Vermutungen sind nun überall laut geworden, Johnsons „Regierung der Brexit-Hardliner“ kalkuliere, dass die Bevölkerung beim eh anstehenden mächtigen Wirtschaftseinbruch dank Corona den durch einen radikalen Bruch mit der EU verursachten Extra-Schaden kaum noch wahrnehmen würde. Mit der Viren-Katastrophe ließen sich die Kosten eines „harten Brexit“ ideal kaschieren, deuten Oppositionspolitiker die Regierungspolitik.

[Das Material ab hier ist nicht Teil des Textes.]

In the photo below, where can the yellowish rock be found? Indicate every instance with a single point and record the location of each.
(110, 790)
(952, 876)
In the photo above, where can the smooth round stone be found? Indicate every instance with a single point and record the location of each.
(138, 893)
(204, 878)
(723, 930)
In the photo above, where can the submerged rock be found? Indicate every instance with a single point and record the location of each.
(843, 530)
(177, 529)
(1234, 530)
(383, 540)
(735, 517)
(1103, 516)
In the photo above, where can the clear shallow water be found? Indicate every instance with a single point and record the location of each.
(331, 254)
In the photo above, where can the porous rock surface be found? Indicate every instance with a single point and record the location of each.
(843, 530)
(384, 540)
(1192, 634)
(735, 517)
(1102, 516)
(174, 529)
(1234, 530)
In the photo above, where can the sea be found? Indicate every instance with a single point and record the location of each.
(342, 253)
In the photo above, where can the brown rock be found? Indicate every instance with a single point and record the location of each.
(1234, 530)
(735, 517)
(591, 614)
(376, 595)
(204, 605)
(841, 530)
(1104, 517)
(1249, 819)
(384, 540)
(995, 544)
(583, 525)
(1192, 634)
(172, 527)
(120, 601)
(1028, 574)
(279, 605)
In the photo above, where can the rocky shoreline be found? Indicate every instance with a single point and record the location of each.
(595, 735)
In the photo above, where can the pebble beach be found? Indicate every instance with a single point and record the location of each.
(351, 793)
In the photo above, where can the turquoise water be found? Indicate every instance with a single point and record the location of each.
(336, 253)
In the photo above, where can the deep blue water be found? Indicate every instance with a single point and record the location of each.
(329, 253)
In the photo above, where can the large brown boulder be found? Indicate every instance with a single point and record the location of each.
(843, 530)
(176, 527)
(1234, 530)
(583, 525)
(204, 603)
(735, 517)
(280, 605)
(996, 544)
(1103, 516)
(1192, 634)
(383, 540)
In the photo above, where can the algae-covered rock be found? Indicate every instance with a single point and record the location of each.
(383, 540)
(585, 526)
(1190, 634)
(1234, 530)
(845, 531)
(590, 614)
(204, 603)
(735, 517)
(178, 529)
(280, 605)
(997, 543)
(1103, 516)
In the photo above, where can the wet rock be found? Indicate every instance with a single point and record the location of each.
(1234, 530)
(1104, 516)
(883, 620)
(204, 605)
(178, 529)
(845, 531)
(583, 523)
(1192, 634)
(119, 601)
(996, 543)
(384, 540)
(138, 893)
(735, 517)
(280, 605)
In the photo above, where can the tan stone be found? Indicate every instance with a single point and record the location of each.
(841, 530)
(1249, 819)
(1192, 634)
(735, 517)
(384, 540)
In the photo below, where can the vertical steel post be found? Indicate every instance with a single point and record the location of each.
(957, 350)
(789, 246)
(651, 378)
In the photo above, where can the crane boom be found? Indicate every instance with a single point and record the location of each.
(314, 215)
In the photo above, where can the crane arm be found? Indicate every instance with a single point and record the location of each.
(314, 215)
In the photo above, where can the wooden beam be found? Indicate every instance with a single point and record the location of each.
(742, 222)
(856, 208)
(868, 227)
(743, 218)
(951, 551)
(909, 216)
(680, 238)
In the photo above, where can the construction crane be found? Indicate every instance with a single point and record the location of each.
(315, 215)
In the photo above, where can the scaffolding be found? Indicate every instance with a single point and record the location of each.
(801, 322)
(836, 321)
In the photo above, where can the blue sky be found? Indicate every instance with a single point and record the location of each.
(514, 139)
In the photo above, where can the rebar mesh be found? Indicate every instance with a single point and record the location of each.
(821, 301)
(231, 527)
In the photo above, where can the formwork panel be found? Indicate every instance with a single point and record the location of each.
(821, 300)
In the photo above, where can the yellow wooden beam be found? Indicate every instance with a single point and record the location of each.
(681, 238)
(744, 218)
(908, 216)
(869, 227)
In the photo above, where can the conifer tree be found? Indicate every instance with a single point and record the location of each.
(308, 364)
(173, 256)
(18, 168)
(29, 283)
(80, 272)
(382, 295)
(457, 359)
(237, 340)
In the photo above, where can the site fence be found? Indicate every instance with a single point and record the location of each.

Selbst Anhänger der Konservativen haben mittlerweile Zweifel am Kurs der Regierung. Letzten Umfragen zufolge findet in diesem Mai bereits die Hälfte aller Brexit-Befürworter, dass unter den gegebenen Umständen die Übergangsphase verlängert werden soll. Generell verlangen zwei Drittel aller Briten, dass Johnson im Juni einer solchen Verlängerung zustimmt, damit man noch zu einer einvernehmlichen Lösung mit dem Rest Europas über die Zukunft kommt.